Alabama Woman Pleads Guilty To Tax Fraud And Identity Theft
MONTGOMERY, Ala. – Ora Mae Adamson, a resident of Montgomery County, Ala., pleaded guilty to one count of conspiring to defraud the United States and one count of identity theft, the Justice Department and the Internal Revenue Service (IRS) announced today. Adamson pleaded guilty before federal Magistrate Judge Charles S. Coody in the U.S. District Court in Montgomery.
According to charging documents, between March 2009 and September 2009, Adamson conspired with others to defraud the United States by fraudulently obtaining the names and social security numbers of individuals, and filing false tax returns in these individuals’ names without authorization. The tax returns falsely claimed first-time homebuyer’s and fuel tax credits. As a result of Adamson’s scheme, the IRS disbursed a total of 158 false refunds. Adamson caused these refunds to be deposited into bank accounts she and her co-conspirators controlled.
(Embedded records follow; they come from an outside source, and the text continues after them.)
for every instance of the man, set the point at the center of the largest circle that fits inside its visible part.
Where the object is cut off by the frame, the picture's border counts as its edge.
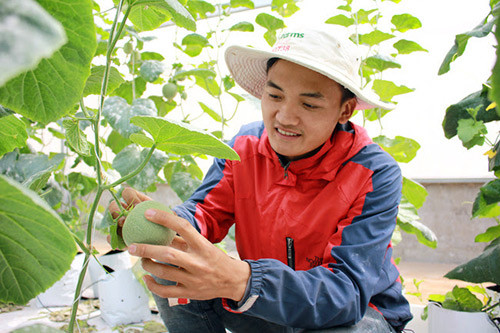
(314, 203)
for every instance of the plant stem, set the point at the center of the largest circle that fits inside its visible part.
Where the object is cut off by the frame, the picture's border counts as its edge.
(491, 307)
(135, 172)
(97, 154)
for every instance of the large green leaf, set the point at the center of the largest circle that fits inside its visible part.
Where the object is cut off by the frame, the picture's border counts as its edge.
(29, 169)
(151, 70)
(490, 234)
(471, 132)
(388, 89)
(408, 221)
(150, 10)
(494, 93)
(461, 40)
(36, 248)
(242, 3)
(199, 8)
(183, 184)
(28, 34)
(478, 100)
(131, 157)
(194, 44)
(414, 192)
(75, 137)
(37, 328)
(131, 90)
(484, 268)
(405, 22)
(13, 134)
(272, 24)
(242, 26)
(400, 148)
(340, 19)
(51, 90)
(381, 62)
(196, 72)
(285, 8)
(405, 46)
(118, 113)
(180, 138)
(462, 299)
(375, 37)
(146, 18)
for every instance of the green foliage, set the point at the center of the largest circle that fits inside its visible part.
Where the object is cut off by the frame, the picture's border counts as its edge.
(84, 52)
(459, 299)
(36, 246)
(467, 120)
(477, 101)
(179, 138)
(461, 40)
(13, 133)
(28, 25)
(36, 94)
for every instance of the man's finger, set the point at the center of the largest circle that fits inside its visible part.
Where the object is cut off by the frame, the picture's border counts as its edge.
(165, 291)
(179, 244)
(181, 226)
(165, 271)
(166, 254)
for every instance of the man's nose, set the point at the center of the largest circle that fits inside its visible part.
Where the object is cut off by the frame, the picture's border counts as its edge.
(288, 114)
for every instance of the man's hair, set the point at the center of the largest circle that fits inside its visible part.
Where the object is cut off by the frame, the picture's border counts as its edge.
(346, 93)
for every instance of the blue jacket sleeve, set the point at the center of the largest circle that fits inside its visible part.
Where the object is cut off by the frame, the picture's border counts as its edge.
(336, 293)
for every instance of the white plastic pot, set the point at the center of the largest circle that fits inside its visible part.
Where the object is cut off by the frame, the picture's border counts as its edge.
(115, 260)
(123, 299)
(450, 321)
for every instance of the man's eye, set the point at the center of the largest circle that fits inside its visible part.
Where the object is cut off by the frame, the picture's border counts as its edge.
(309, 106)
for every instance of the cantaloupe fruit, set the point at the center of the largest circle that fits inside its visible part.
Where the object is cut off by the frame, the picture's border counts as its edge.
(138, 229)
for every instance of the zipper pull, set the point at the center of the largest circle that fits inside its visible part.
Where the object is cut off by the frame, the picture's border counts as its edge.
(286, 170)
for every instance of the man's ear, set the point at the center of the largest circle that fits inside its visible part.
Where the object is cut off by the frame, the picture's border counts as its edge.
(346, 110)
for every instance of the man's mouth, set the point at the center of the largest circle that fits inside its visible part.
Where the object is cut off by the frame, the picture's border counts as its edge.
(283, 132)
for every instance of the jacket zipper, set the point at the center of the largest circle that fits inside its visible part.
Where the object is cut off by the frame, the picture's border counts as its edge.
(285, 167)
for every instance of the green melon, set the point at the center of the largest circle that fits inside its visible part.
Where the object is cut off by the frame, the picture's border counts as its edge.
(138, 229)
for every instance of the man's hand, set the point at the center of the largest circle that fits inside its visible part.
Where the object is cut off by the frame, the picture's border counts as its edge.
(203, 271)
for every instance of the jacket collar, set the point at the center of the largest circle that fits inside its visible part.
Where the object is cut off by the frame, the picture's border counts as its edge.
(346, 140)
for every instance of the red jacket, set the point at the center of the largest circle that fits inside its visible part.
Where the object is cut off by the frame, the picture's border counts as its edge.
(339, 206)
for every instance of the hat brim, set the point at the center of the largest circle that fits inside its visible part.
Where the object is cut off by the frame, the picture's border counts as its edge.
(248, 68)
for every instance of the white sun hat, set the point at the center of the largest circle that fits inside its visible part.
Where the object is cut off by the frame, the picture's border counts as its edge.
(323, 51)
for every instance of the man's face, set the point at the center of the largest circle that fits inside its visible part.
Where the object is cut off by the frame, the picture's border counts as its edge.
(301, 108)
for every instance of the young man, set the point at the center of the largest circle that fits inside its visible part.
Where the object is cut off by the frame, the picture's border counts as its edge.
(314, 203)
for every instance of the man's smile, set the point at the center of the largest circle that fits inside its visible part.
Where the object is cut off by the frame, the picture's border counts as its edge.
(286, 133)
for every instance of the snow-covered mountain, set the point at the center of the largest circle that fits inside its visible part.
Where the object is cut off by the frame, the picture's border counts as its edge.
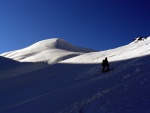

In all, the conspiracy defrauded the United States of $621,738.
Sentencing has not yet been scheduled. Adamson faces a maximum of 25 years in prison, three years of supervised release, restitution and a maximum fine of $500,000 or twice the loss resulting from her offenses.
John A. DiCicco, Acting Assistant Attorney General of the Justice Department’s Tax Division, thanked the U.S. Attorney’s Office for the Middle District of Alabama, IRS Criminal Investigation agents who investigated this case, as well as Tax Division trial attorneys Jason H. Poole and Michael Boteler, who prosecuted the case.